Beyond that change, there are no other significant changes to the FEHB program.
Last year’s open season was a busy one, as OPM enrolled 540,000 people into its new Self Plus One program.
Many federal employees and retirees complained of long wait times on the OPM hotline and website.
OPM also opened up a special enrollment period in February to give federal employees and annuitants another chance to enroll in the program.
“We would expect it to not be quite as intense. It was pretty intense leading up to that to get ready for all the changes that needed to happen across the government in terms of making the systems respond to Self Plus One,” O’Brien said. “In general, the volumes that were able to be handled, we seemed to get through that all right. … We’re hoping to be more successful than we were last year.”
The agency said it also hopes more federal employees and their families take a look at their options and consider the Self Plus One program.
“In our estimates, we thought that there were roughly a million people who could opt for Self Plus One, so there are still a number of folks out there who would be slightly better off if they enrolled for Self Plus One,” O’Brien said.
Other FEHBP participants also complained that the Self Plus One option wasn’t as inexpensive as they might have thought.

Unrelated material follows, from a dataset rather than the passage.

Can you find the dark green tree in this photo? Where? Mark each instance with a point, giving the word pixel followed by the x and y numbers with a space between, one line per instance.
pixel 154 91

“We tend to skew older, and some of our people between retirement from federal service and for eligibility for Medicare, those are expensive folks,” O’Brien said. And the family size in general wasn’t that huge. It wasn’t like the average family size was six, and then we added the Self Plus One option. The family size was actually slightly over three. So the Self Plus One reflects the cost of that population, and it’s just dramatically lower than the cost of Family.”